Other samplers

The OASIS package also implements three alternative sampling-based estimation methods. These alternative methods are all non-adaptive—i.e. they don’t learn from the labels as they are received from the oracle. Experiments comparing these alternative methods with OASIS in the entity resolution domain are presented in [Marchant17].

Passive sampler

This method is the simplest approach and involves choosing items to label by sampling uniformly from the pool. It supports sampling with or without replacement through the replace parameter.

For further information, see the oasis.PassiveSampler class.

Non-adaptive importance sampler

This method is based on importance sampling using a similar “optimal” instrumental distribution to the one used in OASIS (see [Sawade09]).

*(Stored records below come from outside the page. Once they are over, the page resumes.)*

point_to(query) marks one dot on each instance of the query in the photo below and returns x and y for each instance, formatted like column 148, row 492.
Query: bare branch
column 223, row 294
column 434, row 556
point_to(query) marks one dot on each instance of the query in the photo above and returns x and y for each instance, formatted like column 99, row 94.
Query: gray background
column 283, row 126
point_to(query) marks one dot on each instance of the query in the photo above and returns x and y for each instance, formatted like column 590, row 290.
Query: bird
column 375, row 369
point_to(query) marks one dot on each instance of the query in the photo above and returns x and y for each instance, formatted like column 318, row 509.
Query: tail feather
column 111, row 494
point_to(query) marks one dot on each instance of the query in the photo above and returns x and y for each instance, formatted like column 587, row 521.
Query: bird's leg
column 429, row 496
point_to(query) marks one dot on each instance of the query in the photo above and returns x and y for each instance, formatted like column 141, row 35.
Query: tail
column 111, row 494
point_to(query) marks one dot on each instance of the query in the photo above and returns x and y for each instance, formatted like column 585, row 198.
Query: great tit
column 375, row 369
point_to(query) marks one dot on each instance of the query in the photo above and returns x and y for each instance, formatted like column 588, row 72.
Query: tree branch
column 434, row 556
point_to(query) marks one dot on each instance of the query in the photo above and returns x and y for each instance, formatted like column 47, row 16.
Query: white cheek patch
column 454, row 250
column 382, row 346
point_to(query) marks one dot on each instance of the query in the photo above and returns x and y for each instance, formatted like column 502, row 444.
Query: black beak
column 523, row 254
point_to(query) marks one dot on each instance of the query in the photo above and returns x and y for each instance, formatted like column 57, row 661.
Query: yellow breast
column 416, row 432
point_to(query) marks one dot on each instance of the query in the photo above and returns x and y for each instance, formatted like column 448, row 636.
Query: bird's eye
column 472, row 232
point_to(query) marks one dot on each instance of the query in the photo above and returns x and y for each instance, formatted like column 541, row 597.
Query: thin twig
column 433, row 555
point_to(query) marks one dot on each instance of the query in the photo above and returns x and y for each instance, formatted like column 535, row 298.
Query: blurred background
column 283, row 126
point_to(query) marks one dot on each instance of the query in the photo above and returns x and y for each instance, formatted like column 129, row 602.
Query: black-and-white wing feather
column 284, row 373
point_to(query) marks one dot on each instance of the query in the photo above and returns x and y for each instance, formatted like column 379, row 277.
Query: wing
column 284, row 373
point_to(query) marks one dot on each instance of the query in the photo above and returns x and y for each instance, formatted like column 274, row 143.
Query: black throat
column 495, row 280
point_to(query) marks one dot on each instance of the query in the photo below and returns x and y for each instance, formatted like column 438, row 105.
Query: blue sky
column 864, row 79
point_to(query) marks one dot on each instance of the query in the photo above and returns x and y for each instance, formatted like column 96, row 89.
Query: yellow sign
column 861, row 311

The key difference is that this method approximates the “optimal” instrumental distribution based solely on the classifier scores, which may be inaccurate. It cannot adapt based on the incoming ground truth labels.

For further information, see the oasis.ImportanceSampler class.

Stratified sampler

This method is based on unbiased stratified sampling (see [Druck11]). Like OASIS, it depends on a partitioning of the pool into a collection of strata. In practice, it tends to perform similarly to passive sampling.

For further information, see the oasis.DruckSampler class.

References

Druck11

G. Druck and A. McCallum, “Toward Interactive Training and Evaluation,” in Proceedings of the 20th ACM International Conference on Information and Knowledge Management, pp. 947–956, 2011.

Sawade09

C. Sawade, N. Landwehr, and T. Scheffer, “Active Estimation of F-Measures,” in Advances in Neural Information Processing Systems, pp. 2083–2091, 2010.

Marchant17

N. G. Marchant and B. I. P. Rubinstein, “In Search of an Entity Resolution OASIS: Optimal Asymptotic Sequential Importance Sampling,” in Proceedings of the VLDB Endowment, vol. 10, no. 11, pp. 1322-1333, 2017.